Ces choix prennent davantage de sens quand on considère les héros disponibles. Milon encaisse plus, frappe plus lourd et s’appuie sur une présence frontale. D’autres membres de la guilde orientent le combat différemment : pression continue, mobilité accrue, application systématique d’effets comme le saignement. Le style évolue alors naturellement en fonction du personnage sélectionné et des ajustements effectués.
L’ensemble trouve un prolongement intéressant dans les Hunts. Ces séquences spéciales, accessibles sous certaines conditions, plongent dans des zones générées procéduralement remplies d’ennemis et de pièges. Le défi y est plus concentré, plus direct. Au bout du parcours, un boss spécifique et une récompense unique viennent justifier l’engagement.

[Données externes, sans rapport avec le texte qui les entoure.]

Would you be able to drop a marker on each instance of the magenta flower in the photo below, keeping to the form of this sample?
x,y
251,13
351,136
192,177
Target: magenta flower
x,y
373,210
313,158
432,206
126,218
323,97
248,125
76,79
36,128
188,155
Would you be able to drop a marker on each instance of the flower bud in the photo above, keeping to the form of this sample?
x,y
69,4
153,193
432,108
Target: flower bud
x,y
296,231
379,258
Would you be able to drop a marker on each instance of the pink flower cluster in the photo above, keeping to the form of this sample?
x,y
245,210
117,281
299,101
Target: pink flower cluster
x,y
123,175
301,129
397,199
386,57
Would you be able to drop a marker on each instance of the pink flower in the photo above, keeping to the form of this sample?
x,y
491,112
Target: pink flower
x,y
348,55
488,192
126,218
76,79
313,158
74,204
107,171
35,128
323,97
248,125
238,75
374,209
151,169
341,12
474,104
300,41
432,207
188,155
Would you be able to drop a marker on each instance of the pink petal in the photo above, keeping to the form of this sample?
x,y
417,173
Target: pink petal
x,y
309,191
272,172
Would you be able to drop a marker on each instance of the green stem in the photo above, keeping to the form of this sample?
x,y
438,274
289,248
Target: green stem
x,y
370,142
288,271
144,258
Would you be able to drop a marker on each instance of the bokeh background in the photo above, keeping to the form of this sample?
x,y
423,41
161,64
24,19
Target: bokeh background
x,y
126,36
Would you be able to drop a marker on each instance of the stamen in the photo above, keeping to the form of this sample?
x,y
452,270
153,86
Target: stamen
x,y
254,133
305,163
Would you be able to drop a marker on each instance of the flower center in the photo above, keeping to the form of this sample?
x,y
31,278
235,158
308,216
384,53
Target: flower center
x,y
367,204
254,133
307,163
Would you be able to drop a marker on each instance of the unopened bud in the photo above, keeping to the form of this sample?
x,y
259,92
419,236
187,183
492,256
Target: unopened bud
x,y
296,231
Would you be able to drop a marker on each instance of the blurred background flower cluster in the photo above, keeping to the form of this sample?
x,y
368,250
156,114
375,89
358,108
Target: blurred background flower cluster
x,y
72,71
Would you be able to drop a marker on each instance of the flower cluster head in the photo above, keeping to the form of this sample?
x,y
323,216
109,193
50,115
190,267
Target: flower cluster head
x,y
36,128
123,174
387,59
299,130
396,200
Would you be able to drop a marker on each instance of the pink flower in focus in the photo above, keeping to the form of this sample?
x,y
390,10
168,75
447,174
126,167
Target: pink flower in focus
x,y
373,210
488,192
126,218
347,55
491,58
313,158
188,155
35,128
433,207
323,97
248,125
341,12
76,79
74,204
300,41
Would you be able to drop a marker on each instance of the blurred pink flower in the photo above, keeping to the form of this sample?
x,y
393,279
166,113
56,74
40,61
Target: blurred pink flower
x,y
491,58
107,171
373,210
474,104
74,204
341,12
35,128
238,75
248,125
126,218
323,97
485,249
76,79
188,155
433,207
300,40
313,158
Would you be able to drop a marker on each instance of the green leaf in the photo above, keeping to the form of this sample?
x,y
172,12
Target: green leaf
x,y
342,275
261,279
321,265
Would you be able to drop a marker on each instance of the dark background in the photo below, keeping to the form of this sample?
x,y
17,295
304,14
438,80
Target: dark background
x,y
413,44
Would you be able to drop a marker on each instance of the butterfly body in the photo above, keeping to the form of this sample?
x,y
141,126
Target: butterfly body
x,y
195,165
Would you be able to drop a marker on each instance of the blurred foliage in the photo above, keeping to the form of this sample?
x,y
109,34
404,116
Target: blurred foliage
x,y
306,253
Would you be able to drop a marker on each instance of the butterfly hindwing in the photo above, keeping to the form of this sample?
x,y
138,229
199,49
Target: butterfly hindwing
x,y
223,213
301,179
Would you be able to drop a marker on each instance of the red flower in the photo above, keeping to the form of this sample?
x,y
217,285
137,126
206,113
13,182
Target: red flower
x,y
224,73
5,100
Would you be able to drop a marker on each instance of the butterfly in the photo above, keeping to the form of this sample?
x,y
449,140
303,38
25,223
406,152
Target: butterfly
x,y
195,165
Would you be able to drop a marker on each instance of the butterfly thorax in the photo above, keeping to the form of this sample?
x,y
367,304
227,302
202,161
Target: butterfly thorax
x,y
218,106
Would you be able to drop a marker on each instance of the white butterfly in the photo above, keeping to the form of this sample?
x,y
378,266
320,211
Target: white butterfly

Ces Hunts rythment l’aventure principale. Elles offrent une parenthèse plus brutale, parfois plus intense, tout en alimentant la progression via des pièces d’équipement distinctives. Elles donnent aussi l’impression que le monde ne se limite pas à sa carte fixe, mais qu’il possède des excroissances imprévisibles.
Au final, personnalisation et contenu secondaire fonctionnent ensemble. Les premières décisions façonnent le style. Les Hunts mettent ce style à l’épreuve.